In summary, we found that although post-release bugs are fixed faster during a shorter release cycle, a smaller proportion of bugs is actually fixed compared to the traditional release model . We analyzed the reported pre-release bugs, and found that for a rapid release model, bugs are reported at a slightly higher rate compared to the traditional model, i.e., the project gets more feedback. The mean (respectively median) number of pre-release bugs reported per day for a rapid release model is 10.7 bugs (respectively 1.8 bugs), while the mean (respectively median) number of pre-release bugs reported per day for the traditional release model is 2.6 bugs (respectively 1.6 bugs). Similar to other projects with shorter release cycles (Marschall 2007), Firefox seems to experience a flood of user feedback that, given the limited length of the release cycle, cannot be triaged and fixed in timely fashion.

Feedback QA Engineers

The QA engineers that we interviewed were not surprised by these findings. One of them stated that: “I’m not surprised that fewer bugs are fixed: some defects are trivial and some will take weeks of careful code inspection to find and fix. All those bugs would have fallen in the same bucket for a 12+ month release cycle, but now the harder ones get pushed out to later releases”. Since those releases follow each other in rapid succession, this propagation does not inflate the bug fixing time. The other QA engineer mentioned that these findings “can be better interpreted that we are being less effective at triaging bugs with rapid release, or that we have more beta users and so the incoming bug rates are larger”. This resonates with earlier claims about sub-optimal triaging of bugs for RR versions (Downer 2011) where QA people are unable to handle the higher daily traffic of bug reports coming in, leaving many bugs unassigned (nobody working on them) and many duplicate bugs undiscovered, effectively inflating the number of reports. Since our data set did not include un-assigned bug reports, we were unable to verify these claims.

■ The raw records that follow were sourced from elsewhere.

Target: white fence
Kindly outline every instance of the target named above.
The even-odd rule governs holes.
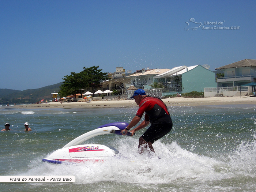
[[[204,88],[204,93],[205,97],[213,97],[216,95],[222,94],[223,96],[233,96],[237,94],[240,94],[240,89],[241,87],[241,93],[252,93],[248,87],[206,87]]]
[[[182,87],[168,87],[167,88],[158,88],[153,89],[145,89],[146,94],[152,97],[156,97],[161,98],[162,97],[163,93],[169,93],[172,94],[172,92],[174,93],[181,92],[182,91]],[[135,90],[127,90],[127,98],[129,98],[133,94],[133,92]],[[175,94],[175,93],[173,93]]]

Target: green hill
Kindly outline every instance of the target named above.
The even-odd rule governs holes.
[[[39,89],[24,91],[0,89],[0,105],[30,103],[40,101],[42,99],[49,101],[52,98],[51,93],[57,92],[62,82]]]

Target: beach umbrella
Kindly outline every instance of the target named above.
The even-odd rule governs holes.
[[[87,91],[86,93],[84,93],[83,94],[84,95],[92,95],[93,94],[93,93],[91,93],[90,91]]]
[[[103,91],[99,90],[94,93],[94,94],[102,94],[103,93]]]
[[[113,93],[113,91],[108,89],[108,90],[106,90],[106,91],[103,91],[103,93]]]

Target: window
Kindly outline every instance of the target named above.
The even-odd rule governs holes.
[[[250,75],[250,69],[244,69],[242,70],[242,75]]]
[[[230,71],[227,72],[228,77],[234,77],[235,76],[235,71]]]

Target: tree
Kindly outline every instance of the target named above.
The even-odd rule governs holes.
[[[82,71],[83,75],[87,78],[89,87],[92,88],[93,93],[95,92],[96,87],[100,87],[101,80],[109,79],[108,78],[108,73],[102,72],[102,69],[98,69],[98,66],[94,66],[89,68],[84,67],[84,70]]]
[[[88,86],[88,78],[82,72],[71,73],[71,75],[65,76],[65,78],[63,79],[64,81],[60,87],[60,93],[63,96],[79,93],[82,97],[85,87]]]
[[[108,79],[108,73],[98,69],[99,66],[84,67],[84,70],[78,73],[72,72],[69,75],[64,76],[64,81],[60,88],[60,93],[64,97],[69,95],[80,94],[82,97],[83,93],[87,87],[92,87],[94,93],[95,87],[100,87],[101,80]]]

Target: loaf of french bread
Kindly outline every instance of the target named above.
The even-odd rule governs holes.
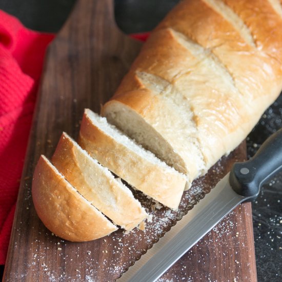
[[[42,222],[64,239],[90,241],[117,229],[44,156],[40,157],[33,174],[32,194]]]
[[[63,133],[51,159],[67,180],[95,208],[127,230],[147,216],[131,191]]]
[[[282,88],[277,0],[184,0],[158,25],[102,110],[186,174],[246,137]]]
[[[104,167],[163,205],[177,209],[186,179],[152,153],[89,109],[85,110],[79,145]]]

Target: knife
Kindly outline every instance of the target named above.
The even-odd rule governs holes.
[[[282,170],[282,128],[251,159],[236,163],[211,192],[130,267],[118,282],[154,282],[241,203],[255,199],[260,187]]]

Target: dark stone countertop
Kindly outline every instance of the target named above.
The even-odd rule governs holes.
[[[116,0],[119,27],[126,33],[151,30],[178,0]],[[57,32],[74,0],[1,0],[0,9],[15,15],[28,27]],[[282,127],[282,95],[266,111],[247,138],[248,155]],[[253,203],[254,234],[258,281],[282,280],[282,173],[264,186]],[[0,275],[3,268],[0,268]],[[1,276],[0,276],[1,277]]]

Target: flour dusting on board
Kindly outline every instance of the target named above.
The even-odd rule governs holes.
[[[43,269],[42,278],[51,282],[114,280],[209,192],[224,176],[224,171],[230,169],[231,162],[229,159],[234,161],[237,154],[238,151],[235,151],[233,155],[231,153],[229,156],[224,157],[210,170],[207,176],[195,180],[190,190],[184,193],[177,211],[167,208],[140,192],[132,189],[134,196],[149,214],[145,221],[146,228],[144,231],[135,228],[126,233],[119,230],[98,240],[77,243],[62,239],[47,230],[41,224],[41,231],[39,233],[37,229],[34,229],[33,231],[34,239],[30,246],[33,255],[29,260],[31,263],[26,264],[25,267],[34,270],[41,267]],[[226,167],[227,164],[229,167]],[[29,189],[27,189],[25,200],[29,212],[35,213],[34,208],[30,204]],[[238,280],[240,277],[241,267],[246,267],[242,266],[239,251],[245,247],[241,242],[246,241],[244,238],[247,234],[244,231],[237,231],[242,230],[239,226],[240,217],[245,215],[243,211],[238,209],[235,220],[235,215],[231,213],[185,255],[184,259],[181,259],[170,269],[169,273],[159,279],[159,282],[216,281],[213,276],[214,272],[211,271],[211,268],[219,267],[227,270],[231,277],[230,281]],[[21,228],[17,231],[21,233]],[[238,237],[244,239],[238,240]],[[223,253],[218,251],[218,248],[221,247],[224,247]],[[57,266],[57,268],[54,268],[53,261],[48,259],[48,254],[51,253],[56,254],[57,266],[60,266],[58,268]],[[214,257],[216,254],[216,256]],[[230,261],[230,257],[233,263],[229,263],[228,265],[226,265],[227,261]],[[200,266],[200,271],[193,268],[197,265]],[[183,277],[185,278],[184,279]],[[18,278],[21,280],[23,277],[19,274]],[[26,278],[28,280],[30,277]]]

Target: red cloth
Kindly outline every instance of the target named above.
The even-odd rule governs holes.
[[[132,34],[144,41],[148,33]],[[38,80],[53,34],[0,10],[0,265],[5,263]]]
[[[0,11],[0,264],[5,263],[44,54],[53,34]]]

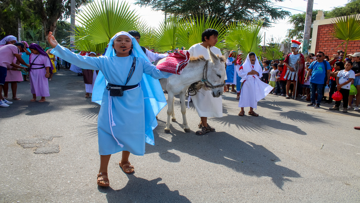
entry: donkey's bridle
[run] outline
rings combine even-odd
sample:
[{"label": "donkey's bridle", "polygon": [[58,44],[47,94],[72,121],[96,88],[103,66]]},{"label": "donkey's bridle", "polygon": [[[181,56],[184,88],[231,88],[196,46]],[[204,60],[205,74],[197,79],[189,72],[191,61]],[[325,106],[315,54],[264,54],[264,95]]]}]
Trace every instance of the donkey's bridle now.
[{"label": "donkey's bridle", "polygon": [[218,85],[213,85],[208,80],[207,64],[209,62],[209,59],[206,60],[206,61],[205,62],[205,65],[204,66],[204,69],[203,69],[203,78],[201,79],[201,82],[203,82],[207,87],[209,87],[211,89],[214,89],[218,87],[221,87],[225,86],[225,83],[221,84]]}]

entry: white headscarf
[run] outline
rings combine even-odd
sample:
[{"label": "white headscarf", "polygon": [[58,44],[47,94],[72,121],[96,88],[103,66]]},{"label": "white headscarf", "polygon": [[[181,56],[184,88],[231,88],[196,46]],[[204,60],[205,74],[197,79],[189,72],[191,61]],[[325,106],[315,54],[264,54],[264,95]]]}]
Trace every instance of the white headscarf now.
[{"label": "white headscarf", "polygon": [[4,38],[1,41],[0,41],[0,45],[4,45],[6,44],[6,43],[8,42],[12,41],[15,40],[17,42],[17,40],[16,39],[16,38],[13,35],[8,35],[6,36],[5,38]]},{"label": "white headscarf", "polygon": [[[250,52],[251,53],[251,52]],[[245,60],[245,62],[242,65],[243,67],[243,70],[244,70],[244,72],[248,72],[251,71],[251,70],[254,70],[258,72],[259,73],[259,76],[258,76],[256,75],[254,75],[254,76],[255,77],[258,77],[258,78],[260,78],[261,76],[262,76],[261,74],[262,73],[262,68],[261,68],[261,66],[260,66],[260,64],[259,63],[259,60],[258,59],[258,57],[256,56],[256,54],[255,54],[255,64],[254,64],[254,68],[253,68],[253,65],[251,65],[251,62],[250,61],[250,58],[249,58],[249,54],[250,54],[250,53],[247,54],[246,56],[246,59]],[[239,71],[239,70],[238,70]],[[244,79],[244,80],[246,80],[246,79]],[[241,80],[242,81],[243,79],[242,79]],[[243,81],[242,81],[243,82]]]}]

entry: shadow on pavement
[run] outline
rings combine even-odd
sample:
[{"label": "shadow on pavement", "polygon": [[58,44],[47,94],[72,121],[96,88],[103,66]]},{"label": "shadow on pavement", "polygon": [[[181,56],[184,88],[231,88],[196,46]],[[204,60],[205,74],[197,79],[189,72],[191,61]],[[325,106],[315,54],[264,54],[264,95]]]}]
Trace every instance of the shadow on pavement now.
[{"label": "shadow on pavement", "polygon": [[277,120],[263,117],[261,115],[258,117],[248,115],[246,108],[245,115],[240,117],[228,115],[222,118],[212,118],[211,120],[216,121],[217,122],[224,126],[234,124],[238,129],[250,133],[257,132],[271,134],[277,133],[281,131],[286,131],[299,135],[307,134],[296,125],[282,123]]},{"label": "shadow on pavement", "polygon": [[98,187],[100,192],[106,194],[108,202],[190,202],[177,190],[171,191],[165,183],[157,183],[161,178],[151,180],[128,176],[129,181],[123,188],[114,190]]},{"label": "shadow on pavement", "polygon": [[[175,130],[176,135],[167,134],[163,133],[165,122],[158,123],[154,131],[156,146],[147,147],[147,154],[158,153],[163,160],[179,162],[180,158],[176,158],[177,155],[169,152],[178,151],[244,175],[271,177],[281,189],[285,181],[291,181],[287,177],[301,177],[295,171],[277,165],[276,162],[281,161],[280,159],[262,145],[242,141],[226,132],[209,133],[199,136],[193,132],[189,134]],[[198,167],[192,169],[195,173],[201,170]]]}]

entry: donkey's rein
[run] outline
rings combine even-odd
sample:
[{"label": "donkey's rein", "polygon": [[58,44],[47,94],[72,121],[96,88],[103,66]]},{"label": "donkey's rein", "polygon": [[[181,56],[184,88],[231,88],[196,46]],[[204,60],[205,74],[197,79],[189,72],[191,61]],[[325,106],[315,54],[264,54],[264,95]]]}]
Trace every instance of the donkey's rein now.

4.3 RQ3: Is there a Correlation Between the Release Cycle Model and Coding Activity?

4.3.1 Motivation

Up until now we have assumed that there were no substantial changes in the Firefox development process other than switching to the rapid release model. However, it is possible that some workload redistributions were necessary to cope with short release cycles, or that other agile techniques have been introduced, for example to determine which bugs should be fixed first. Such a redistribution of work could have large repercussions on software organizations interested in adopting rapid release models. Furthermore, there could have been changes to the development process unrelated to the switch to rapid releases, such as a thorough re-engineering of a major component. Such invasive changes could explain some of our findings. Hence, this question analyzes the development process before and after the switch to rapid releases to identify development process changes related or unrelated to rapid releases. In particular, given its importance and the availability of historical data, we focus on coding activities. In other work, we have already studied changes in system testing (Mäntylä et al. 2013), while other activities of the development process, such as requirements and design, are left as future work.

4.3.2 Approach

To analyze changes to coding activity, we computed two groups of coding-related metrics: (1) complexity metrics on the source code of the TR and RR major/minor versions, and (2) metrics on the changes made to RR and TR versions, based on the actual patches (code changes) and commit log information extracted from source code repositories.

We computed the following complexity metrics:

Total Lines of Code: the total number of lines of code of all files contained in a version.
Mean Complexity: the mean of the McCabe Cyclomatic Complexity of all files contained in a version. The McCabe Cyclomatic Complexity of a file is the count of the number of linearly independent paths through the source code contained in the file.
Development Time: the duration in days of the development phase of a version (which is not identical to the time in between releases, see Section 2.1). Although not a complexity metric per se, we use this metric to analyze potential correlation between having less time and obtaining higher or lower values for the other metrics.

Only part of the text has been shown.